Op 20 november 2007 wordt door belanghebbende aangifte gedaan voor in het vrije verkeer brengen van een partij verse knoflookbollen. Bij de invoer wordt aangegeven dat het land van oorsprong Pakistan is. Tijdens verificatieonderzoek door de Douane worden monsters genomen van diverse exemplaren van de knoflookbollen. Na onderzoek door een Amerikaans laboratorium wordt vastgesteld dat de knoflookbollen 98-99% matchen met Chinese knoflook.

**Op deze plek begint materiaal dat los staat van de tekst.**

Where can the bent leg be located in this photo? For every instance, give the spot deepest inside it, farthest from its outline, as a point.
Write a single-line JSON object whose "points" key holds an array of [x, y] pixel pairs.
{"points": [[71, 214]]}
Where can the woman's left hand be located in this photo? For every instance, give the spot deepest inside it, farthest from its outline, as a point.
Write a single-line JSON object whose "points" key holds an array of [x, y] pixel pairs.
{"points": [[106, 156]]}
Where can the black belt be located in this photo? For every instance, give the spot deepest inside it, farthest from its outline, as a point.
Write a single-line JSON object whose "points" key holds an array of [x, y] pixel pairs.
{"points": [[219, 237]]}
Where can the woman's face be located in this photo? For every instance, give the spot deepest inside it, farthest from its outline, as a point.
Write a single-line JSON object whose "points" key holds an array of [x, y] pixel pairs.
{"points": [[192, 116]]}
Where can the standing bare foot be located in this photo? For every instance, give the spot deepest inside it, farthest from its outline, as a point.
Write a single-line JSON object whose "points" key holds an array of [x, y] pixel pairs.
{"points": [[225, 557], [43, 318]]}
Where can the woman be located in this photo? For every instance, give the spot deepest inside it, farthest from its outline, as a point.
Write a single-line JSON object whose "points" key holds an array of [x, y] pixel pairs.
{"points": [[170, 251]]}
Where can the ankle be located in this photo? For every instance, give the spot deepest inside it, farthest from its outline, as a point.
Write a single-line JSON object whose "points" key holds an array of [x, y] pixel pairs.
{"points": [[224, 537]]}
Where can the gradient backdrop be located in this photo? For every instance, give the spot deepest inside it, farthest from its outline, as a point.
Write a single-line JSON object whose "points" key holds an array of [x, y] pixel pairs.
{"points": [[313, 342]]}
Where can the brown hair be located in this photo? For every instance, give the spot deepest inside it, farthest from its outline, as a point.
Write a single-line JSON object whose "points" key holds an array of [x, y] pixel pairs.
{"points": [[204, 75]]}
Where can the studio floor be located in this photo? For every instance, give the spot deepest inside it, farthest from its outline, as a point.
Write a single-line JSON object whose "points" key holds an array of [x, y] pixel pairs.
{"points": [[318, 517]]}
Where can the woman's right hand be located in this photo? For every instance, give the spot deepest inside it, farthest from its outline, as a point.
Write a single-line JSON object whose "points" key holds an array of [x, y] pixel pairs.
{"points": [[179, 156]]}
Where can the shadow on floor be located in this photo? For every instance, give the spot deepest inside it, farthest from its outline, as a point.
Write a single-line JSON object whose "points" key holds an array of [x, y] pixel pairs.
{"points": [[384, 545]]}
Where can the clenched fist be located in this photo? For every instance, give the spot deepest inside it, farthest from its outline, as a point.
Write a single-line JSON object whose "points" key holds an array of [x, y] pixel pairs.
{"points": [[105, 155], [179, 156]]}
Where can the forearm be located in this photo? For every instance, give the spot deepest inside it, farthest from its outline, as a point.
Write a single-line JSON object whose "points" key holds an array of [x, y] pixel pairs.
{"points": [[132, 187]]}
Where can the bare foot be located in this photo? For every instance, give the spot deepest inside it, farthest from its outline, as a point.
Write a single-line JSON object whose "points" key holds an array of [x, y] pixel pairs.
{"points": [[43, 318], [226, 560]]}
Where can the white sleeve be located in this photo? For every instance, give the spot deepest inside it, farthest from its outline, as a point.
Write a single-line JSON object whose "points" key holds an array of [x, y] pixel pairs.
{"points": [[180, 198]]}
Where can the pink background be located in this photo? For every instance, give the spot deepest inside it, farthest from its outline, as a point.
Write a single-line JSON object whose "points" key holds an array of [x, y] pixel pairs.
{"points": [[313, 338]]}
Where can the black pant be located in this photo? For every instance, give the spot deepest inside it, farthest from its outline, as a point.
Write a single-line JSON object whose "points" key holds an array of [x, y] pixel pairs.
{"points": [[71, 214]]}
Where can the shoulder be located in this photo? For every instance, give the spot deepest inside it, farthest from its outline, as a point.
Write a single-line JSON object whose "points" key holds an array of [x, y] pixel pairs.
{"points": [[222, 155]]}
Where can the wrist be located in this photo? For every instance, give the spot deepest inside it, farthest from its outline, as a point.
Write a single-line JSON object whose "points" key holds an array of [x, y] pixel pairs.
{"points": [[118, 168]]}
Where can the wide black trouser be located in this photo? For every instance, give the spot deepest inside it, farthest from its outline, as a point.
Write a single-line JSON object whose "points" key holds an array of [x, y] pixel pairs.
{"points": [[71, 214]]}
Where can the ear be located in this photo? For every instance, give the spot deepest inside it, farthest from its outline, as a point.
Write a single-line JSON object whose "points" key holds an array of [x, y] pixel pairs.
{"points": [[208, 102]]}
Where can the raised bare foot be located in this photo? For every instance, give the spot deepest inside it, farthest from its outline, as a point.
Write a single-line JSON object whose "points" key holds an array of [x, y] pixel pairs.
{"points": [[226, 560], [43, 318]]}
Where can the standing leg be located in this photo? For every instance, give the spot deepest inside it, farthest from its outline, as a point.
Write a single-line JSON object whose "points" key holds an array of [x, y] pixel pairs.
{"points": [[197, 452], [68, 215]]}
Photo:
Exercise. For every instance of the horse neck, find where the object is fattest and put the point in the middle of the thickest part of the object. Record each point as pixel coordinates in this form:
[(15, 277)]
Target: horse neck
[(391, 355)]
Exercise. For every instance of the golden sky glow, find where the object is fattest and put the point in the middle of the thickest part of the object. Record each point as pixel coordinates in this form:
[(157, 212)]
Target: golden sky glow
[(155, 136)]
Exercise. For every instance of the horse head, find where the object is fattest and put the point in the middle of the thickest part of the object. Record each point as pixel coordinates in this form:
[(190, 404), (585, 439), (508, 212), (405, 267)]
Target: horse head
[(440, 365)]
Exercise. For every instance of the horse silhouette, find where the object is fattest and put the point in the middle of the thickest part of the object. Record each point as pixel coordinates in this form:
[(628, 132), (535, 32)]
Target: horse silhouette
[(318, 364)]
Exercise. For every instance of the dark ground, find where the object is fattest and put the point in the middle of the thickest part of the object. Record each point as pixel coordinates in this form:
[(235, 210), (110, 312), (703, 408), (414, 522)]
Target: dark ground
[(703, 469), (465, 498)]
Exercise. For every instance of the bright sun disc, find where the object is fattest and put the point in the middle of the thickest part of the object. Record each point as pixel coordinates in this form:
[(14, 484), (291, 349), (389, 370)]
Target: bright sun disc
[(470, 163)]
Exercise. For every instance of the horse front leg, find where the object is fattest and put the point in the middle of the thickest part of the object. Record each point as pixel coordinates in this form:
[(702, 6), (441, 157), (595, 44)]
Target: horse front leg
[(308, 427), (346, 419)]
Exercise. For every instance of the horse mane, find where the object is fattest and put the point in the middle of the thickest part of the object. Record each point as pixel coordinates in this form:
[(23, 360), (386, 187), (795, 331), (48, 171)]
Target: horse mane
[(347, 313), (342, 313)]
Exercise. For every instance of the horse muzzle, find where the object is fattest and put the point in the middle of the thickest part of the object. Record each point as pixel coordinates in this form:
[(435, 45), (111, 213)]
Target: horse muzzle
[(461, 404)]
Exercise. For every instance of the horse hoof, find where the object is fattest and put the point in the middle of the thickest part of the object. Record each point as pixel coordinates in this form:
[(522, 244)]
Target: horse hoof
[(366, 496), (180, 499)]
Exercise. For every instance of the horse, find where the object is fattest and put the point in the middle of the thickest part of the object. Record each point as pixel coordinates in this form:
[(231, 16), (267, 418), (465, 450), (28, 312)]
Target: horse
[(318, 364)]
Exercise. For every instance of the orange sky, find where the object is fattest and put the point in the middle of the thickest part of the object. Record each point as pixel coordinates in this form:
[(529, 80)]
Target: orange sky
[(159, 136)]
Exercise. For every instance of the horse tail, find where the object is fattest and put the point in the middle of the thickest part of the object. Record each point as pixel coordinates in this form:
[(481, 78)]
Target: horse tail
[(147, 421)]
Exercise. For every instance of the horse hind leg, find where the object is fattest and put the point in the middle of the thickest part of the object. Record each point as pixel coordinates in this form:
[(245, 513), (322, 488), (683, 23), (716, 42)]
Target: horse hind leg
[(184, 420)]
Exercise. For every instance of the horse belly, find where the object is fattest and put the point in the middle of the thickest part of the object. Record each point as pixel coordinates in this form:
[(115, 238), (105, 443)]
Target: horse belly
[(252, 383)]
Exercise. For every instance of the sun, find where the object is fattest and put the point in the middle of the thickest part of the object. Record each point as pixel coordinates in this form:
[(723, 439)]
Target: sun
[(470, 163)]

In de hofuitspraak wordt geoordeeld dat de Inspecteur met het overleggen van de resultaten uit het Amerikaanse laboratoriumonderzoek heeft voldaan aan de op hem rustende bewijslast dat de oorsprong van de knoflook China is. In de eerste cassatie wordt echter geoordeeld dat het bewijsoordeel van het Hof ontoereikend is gemotiveerd.
Hierop heeft het Hof na verwijzing een deskundige benoemd die zowel schriftelijk als ter zitting vragen heeft beantwoord. Vervolgens heeft het Hof een oordeel gegeven over de betrouwbaarheid van de onderzoeksbevindingen van het Amerikaanse laboratorium en geconcludeerd dat de bevindingen als bewijs kunnen worden gebruikt. De Inspecteur heeft volgens het Hof voldaan aan de op hem rustende bewijslast.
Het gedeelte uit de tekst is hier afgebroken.